Wake-word detection

Wake-word detection, also called keyword spotting, is the task that lets a voice assistant appear to be always listening without sending everything it hears to the cloud. A small program runs continuously on the device, monitoring the microphone for one specific trigger phrase, “Alexa,” “Okay Google,” “Hey Siri,” and only when it is confident it has heard that phrase does it wake the rest of the system and begin the heavier work of recognizing and understanding what the user says next.

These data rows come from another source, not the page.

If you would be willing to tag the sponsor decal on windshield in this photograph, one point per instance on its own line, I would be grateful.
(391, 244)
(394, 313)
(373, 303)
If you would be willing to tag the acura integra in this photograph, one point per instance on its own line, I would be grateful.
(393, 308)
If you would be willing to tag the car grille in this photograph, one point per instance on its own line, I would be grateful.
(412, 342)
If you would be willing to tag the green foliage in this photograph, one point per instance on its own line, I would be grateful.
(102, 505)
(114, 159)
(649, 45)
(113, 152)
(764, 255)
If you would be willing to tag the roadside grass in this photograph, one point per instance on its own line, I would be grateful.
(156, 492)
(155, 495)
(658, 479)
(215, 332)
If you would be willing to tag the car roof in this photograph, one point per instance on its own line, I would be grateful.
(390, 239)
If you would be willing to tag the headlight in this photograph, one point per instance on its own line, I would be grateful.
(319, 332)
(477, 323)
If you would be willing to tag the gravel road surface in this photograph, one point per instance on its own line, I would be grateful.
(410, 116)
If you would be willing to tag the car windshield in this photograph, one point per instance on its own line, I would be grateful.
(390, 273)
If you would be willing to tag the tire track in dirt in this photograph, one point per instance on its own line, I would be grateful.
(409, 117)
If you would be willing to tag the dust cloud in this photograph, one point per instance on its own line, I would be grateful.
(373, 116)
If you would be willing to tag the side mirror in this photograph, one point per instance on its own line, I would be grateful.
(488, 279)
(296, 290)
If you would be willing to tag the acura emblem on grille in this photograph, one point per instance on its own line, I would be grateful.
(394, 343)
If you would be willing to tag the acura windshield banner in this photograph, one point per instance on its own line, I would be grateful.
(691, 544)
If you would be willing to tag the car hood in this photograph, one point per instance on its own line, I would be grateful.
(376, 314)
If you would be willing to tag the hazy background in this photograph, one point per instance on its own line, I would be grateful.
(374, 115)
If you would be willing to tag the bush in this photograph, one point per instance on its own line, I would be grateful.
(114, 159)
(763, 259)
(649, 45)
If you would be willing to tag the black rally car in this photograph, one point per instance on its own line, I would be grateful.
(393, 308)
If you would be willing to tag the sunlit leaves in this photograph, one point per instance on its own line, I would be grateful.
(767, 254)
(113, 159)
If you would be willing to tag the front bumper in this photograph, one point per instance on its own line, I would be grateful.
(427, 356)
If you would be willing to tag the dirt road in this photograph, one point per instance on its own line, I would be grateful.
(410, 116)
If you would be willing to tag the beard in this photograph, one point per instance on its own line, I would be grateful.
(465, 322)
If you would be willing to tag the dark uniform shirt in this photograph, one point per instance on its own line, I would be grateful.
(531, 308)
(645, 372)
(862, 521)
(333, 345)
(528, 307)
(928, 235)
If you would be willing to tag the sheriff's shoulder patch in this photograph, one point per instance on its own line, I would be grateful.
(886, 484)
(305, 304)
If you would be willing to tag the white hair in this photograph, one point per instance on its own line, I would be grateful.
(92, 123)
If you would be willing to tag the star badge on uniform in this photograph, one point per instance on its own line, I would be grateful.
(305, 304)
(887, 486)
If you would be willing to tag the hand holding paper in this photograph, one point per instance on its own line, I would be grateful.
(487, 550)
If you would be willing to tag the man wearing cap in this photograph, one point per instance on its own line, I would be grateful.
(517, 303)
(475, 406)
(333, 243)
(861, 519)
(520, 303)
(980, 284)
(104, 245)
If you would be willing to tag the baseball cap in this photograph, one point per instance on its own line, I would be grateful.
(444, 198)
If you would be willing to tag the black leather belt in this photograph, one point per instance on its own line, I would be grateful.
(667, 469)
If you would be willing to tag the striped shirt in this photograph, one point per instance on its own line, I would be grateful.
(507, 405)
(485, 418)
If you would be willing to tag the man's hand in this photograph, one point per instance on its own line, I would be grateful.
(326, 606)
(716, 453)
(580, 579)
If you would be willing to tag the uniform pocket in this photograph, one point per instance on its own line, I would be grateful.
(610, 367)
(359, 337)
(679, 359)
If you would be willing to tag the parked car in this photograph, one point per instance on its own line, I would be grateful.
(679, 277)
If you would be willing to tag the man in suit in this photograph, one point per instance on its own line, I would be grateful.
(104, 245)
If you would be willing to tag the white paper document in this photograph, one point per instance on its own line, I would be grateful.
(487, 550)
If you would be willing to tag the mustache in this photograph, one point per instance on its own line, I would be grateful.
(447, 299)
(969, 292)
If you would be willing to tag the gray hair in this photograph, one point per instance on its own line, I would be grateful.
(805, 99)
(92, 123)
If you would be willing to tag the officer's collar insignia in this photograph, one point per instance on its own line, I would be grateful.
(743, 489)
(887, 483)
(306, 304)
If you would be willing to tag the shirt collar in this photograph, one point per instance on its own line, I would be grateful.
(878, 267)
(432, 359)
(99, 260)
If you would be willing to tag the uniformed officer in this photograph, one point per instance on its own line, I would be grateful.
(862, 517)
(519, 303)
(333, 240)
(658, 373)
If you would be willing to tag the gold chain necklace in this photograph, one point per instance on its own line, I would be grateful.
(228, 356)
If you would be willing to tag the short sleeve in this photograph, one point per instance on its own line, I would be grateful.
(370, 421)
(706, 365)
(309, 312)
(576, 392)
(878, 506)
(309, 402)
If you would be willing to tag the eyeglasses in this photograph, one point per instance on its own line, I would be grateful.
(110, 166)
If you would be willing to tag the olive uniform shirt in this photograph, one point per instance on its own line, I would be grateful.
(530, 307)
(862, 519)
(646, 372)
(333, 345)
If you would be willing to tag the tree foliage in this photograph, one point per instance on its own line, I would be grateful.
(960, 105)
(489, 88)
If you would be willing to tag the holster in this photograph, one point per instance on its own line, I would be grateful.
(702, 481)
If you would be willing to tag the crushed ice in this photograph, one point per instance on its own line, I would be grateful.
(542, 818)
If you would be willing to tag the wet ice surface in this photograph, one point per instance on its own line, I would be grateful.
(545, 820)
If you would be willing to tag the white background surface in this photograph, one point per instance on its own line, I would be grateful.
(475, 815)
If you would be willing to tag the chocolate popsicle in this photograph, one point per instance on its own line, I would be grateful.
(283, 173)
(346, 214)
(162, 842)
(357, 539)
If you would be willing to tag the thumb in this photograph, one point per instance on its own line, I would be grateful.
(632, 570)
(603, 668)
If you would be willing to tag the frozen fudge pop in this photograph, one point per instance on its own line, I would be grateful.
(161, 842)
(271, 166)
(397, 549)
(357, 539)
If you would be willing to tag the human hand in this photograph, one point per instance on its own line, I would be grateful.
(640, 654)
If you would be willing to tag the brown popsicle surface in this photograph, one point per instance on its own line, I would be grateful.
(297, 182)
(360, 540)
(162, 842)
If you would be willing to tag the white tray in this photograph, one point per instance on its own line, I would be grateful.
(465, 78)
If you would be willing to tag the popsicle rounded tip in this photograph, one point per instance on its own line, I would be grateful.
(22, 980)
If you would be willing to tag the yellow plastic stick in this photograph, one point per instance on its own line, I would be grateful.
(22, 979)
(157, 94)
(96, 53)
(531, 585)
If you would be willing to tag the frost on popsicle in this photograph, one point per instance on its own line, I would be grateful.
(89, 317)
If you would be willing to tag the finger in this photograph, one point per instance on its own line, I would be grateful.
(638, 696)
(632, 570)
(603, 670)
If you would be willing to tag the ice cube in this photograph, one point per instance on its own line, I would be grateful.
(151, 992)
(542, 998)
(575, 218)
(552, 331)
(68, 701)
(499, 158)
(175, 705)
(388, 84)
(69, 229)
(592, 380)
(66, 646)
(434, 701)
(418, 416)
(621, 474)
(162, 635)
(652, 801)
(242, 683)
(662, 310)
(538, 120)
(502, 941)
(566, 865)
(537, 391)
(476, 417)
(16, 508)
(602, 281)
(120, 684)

The technical demands are particular. The detector has to fit in a small memory and computation budget so it can run constantly on a phone or a cheap speaker, respond almost instantly, and keep two kinds of errors low at once: it must not miss the wake word when the user says it, and it must not falsely trigger on ordinary conversation, music, or TV. A 2014 Google paper by Chen, Parada, and Heigold showed that a compact deep neural network could do this markedly better than the older Hidden Markov Model approach, and that style of small on-device neural classifier became the standard.

This design is also central to how companies describe the privacy of voice assistants: because only a short snippet around the wake word is supposed to be sent for full processing, the claim is that the device is not continuously uploading audio. In practice the reliability and tuning of wake-word detection, and what happens after a false trigger, have been recurring sources of both annoyance and privacy concern.

For a general reader, wake-word detection is the small gatekeeper behind every smart speaker and voice assistant: the piece that decides, many times a day, whether the AI should start paying attention.